Iris spotted a long pair of metal tongs with leather wrapped tips atop a shorter crate beside the makeshift workbench and blipped them into her hand, then into Cameron’s. He didn’t seem to notice that they had appeared from the air rather than being placed in his waiting hand. He reached into the barrel, delicately plucked the sliver from the bottom, and cautiously withdrew it from the water. When there no was no reaction upon contact with the air, he held it higher for the others to see. Its glow was now distinctly muted and its characteristic vibration was dulled.

“I think that did it,” Cameron said, almost stunned at the revelation.

He withdrew a pinch of yellow-brown powder from one of the pouches at his waist and drizzled it into a pile on the testing crate, then gently placed the sliver on top of it. He returned to cover and checked to make sure the others had done the same, and then snapped his fingers. The powder on the crate erupted into flames, but the boomrock didn’t explode.

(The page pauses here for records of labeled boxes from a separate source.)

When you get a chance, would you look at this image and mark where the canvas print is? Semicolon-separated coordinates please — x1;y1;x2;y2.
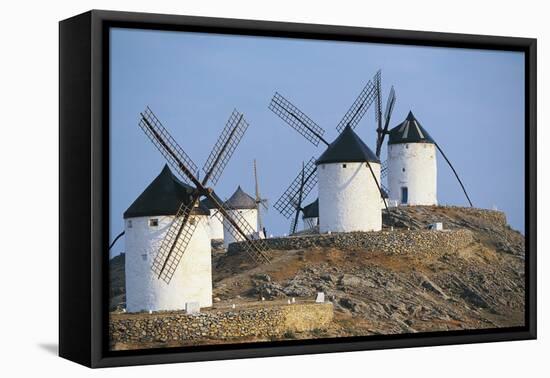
109;28;526;351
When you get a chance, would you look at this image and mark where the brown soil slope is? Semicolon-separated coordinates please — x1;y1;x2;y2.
214;207;525;337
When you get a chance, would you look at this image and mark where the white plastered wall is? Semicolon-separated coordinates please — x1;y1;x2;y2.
303;217;319;230
388;143;437;205
125;215;212;312
317;162;382;233
208;209;223;240
223;209;258;248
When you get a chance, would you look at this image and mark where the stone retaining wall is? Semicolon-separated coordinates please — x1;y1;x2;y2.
228;230;474;254
109;302;333;344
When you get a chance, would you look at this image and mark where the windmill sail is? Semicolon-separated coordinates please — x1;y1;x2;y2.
151;195;199;283
254;159;269;230
376;86;397;158
202;109;248;185
269;92;328;146
139;107;198;185
139;107;269;283
336;71;381;133
273;157;317;219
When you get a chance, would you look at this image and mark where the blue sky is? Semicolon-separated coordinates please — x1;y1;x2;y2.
110;29;524;254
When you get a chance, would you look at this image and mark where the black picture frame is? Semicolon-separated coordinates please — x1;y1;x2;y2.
59;10;537;367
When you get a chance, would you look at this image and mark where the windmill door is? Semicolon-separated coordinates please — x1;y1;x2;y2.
401;186;409;204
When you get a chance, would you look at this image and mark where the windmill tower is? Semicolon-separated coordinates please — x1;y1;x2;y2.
269;71;385;232
223;186;258;248
302;199;319;230
388;112;437;205
315;126;382;233
387;111;472;206
201;198;223;240
125;108;269;312
124;165;212;312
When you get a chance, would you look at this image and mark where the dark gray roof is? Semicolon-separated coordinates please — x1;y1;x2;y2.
302;198;319;218
201;192;223;210
316;126;380;165
388;112;435;144
123;165;210;218
225;186;257;209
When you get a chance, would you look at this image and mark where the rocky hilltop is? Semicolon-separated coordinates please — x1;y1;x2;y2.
214;206;525;337
111;206;525;338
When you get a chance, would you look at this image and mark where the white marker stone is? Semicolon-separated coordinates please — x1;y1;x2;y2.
315;293;325;303
185;302;201;315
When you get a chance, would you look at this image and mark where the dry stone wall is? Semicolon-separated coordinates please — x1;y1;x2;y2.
109;302;333;344
228;230;474;254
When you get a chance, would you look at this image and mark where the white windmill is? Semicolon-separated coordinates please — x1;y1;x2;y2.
269;71;385;232
124;108;269;312
223;185;258;248
387;111;472;206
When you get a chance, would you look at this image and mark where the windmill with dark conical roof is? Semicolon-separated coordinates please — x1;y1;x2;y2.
223;185;258;248
387;111;472;206
269;71;385;234
125;107;270;311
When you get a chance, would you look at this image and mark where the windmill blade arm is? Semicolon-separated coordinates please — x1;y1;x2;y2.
273;157;317;219
435;143;474;207
288;208;301;236
376;86;397;158
374;71;382;128
109;230;125;250
207;192;270;264
367;161;391;214
202;109;248;185
151;195;199;283
269;92;329;146
139;107;200;187
336;71;381;133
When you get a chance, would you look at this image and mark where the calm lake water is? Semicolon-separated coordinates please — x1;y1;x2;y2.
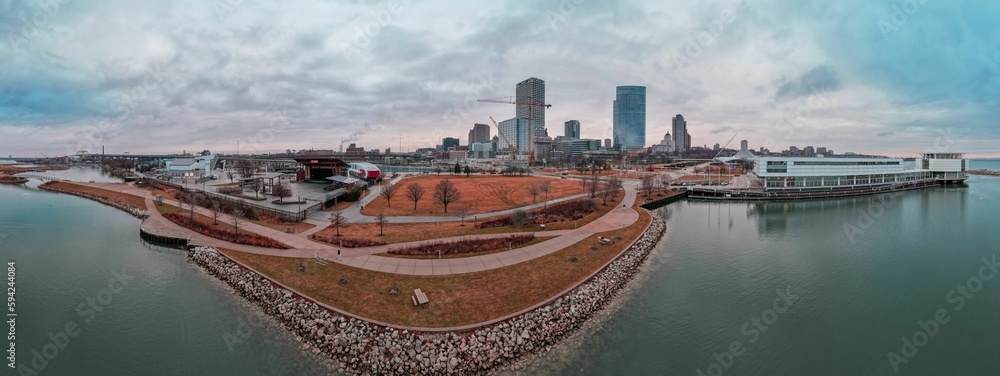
0;161;1000;375
540;172;1000;375
0;181;329;375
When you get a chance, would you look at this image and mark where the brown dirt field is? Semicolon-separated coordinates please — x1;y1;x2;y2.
222;207;652;327
49;181;146;210
250;220;316;234
362;175;583;217
309;194;624;245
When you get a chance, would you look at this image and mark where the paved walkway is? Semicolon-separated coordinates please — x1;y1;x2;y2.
66;181;639;275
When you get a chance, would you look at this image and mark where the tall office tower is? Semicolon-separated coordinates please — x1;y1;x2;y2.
497;118;528;155
563;120;580;138
441;137;458;151
612;86;646;151
515;77;545;141
469;123;490;145
673;114;690;153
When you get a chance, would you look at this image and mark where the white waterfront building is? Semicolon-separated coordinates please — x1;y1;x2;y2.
753;153;968;191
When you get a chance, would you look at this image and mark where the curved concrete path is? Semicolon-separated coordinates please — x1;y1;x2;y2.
68;182;639;275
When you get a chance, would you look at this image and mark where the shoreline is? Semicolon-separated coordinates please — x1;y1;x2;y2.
188;213;666;374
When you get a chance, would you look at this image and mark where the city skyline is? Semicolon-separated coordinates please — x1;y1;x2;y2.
613;86;646;151
0;1;1000;156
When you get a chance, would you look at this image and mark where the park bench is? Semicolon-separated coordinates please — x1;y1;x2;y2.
411;289;430;306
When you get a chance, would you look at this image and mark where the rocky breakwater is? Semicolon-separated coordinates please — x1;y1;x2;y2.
38;182;149;219
188;210;666;375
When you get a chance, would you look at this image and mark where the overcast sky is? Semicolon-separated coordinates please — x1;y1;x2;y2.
0;0;1000;156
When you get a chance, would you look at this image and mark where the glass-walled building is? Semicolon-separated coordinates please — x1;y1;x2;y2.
613;86;646;151
753;157;936;190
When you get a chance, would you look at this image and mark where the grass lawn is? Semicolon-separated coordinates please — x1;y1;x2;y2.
309;194;624;245
250;220;316;234
222;210;652;327
48;181;146;210
156;204;238;233
362;175;583;217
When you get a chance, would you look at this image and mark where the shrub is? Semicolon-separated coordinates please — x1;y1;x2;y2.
389;234;535;256
476;198;597;228
163;213;289;249
313;235;386;248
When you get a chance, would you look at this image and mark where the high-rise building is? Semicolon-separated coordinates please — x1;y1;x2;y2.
469;123;490;145
515;77;545;142
673;114;691;153
441;137;459;151
497;117;528;155
613;86;646;150
563;120;580;138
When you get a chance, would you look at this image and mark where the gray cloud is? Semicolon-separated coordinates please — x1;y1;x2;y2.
774;65;840;100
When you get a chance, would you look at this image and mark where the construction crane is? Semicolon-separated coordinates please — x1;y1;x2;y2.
477;97;552;167
490;116;517;156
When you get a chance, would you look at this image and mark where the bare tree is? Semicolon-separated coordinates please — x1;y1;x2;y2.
452;205;472;226
583;173;601;198
375;209;389;236
660;174;674;190
208;200;222;225
538;180;552;201
271;179;292;201
510;210;531;227
234;160;257;178
601;179;615;206
434;179;462;213
330;210;347;236
641;175;656;197
379;183;397;207
607;175;622;199
404;183;424;210
180;195;195;220
229;208;244;235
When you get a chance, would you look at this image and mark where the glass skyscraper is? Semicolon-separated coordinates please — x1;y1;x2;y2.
511;77;545;142
613;86;646;151
563;120;580;138
497;117;528;155
674;114;691;153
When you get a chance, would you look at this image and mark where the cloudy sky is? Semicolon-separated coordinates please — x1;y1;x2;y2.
0;0;1000;156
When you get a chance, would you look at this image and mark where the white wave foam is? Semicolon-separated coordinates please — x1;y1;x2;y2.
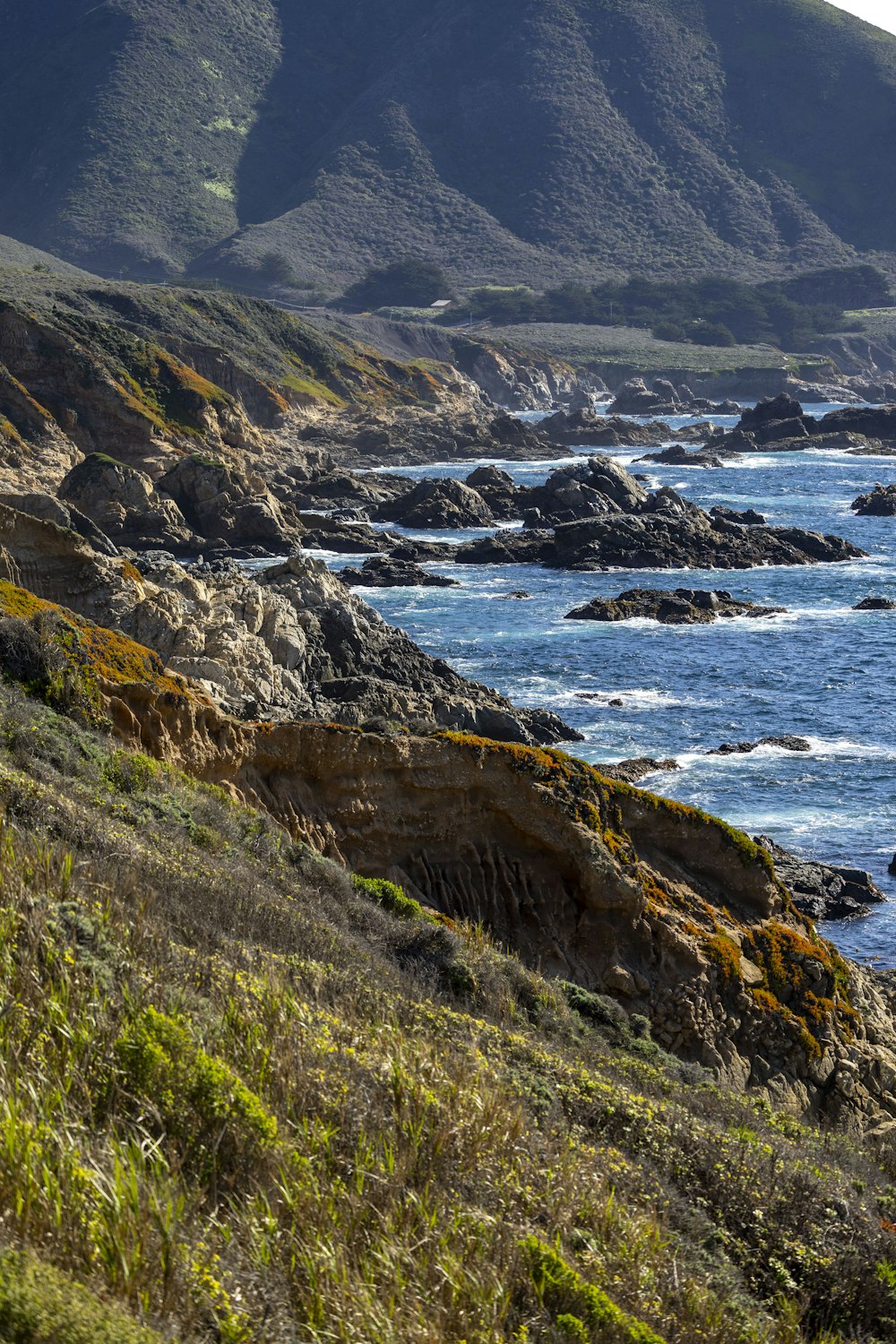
546;687;712;710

Cameron let out an excited laugh and — perhaps a bit recklessly — hurried over to the crate. He withdrew a larger pinch of a dark blue powder and drizzled it over the sliver before once again returning to cover.

“So far so good, if this one sets it off, we’ve found our solution. Ready?”

Iris and Adan nodded, and Cameron snapped his fingers. A boom reverberated off the hull and bounced around the cargo hold, sending a few rats hiding nearby scattering as they desperately held their tiny hats to their heads. Splinters rained down across the clearing, even reaching as far as Cameron’s workbench. Peeking out from cover, Iris saw a large hole had been blown into the crate where the boomrock had been.

Cameron was now laughing with his whole chest and pumping a fist in the air, “those dumb little ingenious bastards!”

“It seems fitting,” Adan observed, “that the solution for stabilizing rocks shaken so thoroughly they explode would be as simple as submerging them in water.”

“Exactly!” Cameron nearly shouted, “I think that’s the trick with gargoyle science, you have to think like them to work with it. None of my solutions worked because they weren’t stupid enough!”

“Didn’t you just call them ingenious?” Iris asked.

“They’re the smartest idiots I’ve ever met!” Cameron said as he crossed the clearing and began the process of loading a sliver of glow stone into the rock shaking machine.

______

In the captain’s quarters, a very disgruntled Shark Titan was sitting on his bed, grumbling his displeasure as Meredith fitted a peg leg to his stump, “I haven’t had to use this thing in a decade.”

“At least it wasn’t an arm,” she sighed.

“Bastard nearly got my whole torso, you know,” the captain said, “I whacked it on the nose to knock it away, though.”

The peg leg fit firmly over the stump with a fair amount of overlap and secured into place with a series of straps that wrapped around his leg and attached to a belt around his waist. It was thicker than a peg leg would normally be, relative to the size of the captain’s actual legs, and hollow on the inside. The cavity would provide space for the first stages of regrowth to occur mostly unobstructed, but the peg leg would need to be replaced with a different one after a few weeks to make room for the later stages of limb growth.

“It’ll have gotten a lot of strength from this snack,” Meredith observed as she tightened the final straps.

The captain grumbled unintelligibly as he awkwardly stood, waving away the first mate’s offer for help. The wooden leg clonked hard on the planks as he hobbled back and forth across the room to grow accustomed to it.

“I look ridiculously,” he complained, “when the crew sees me like this I’ll probably have to eat someone to keep their respect.”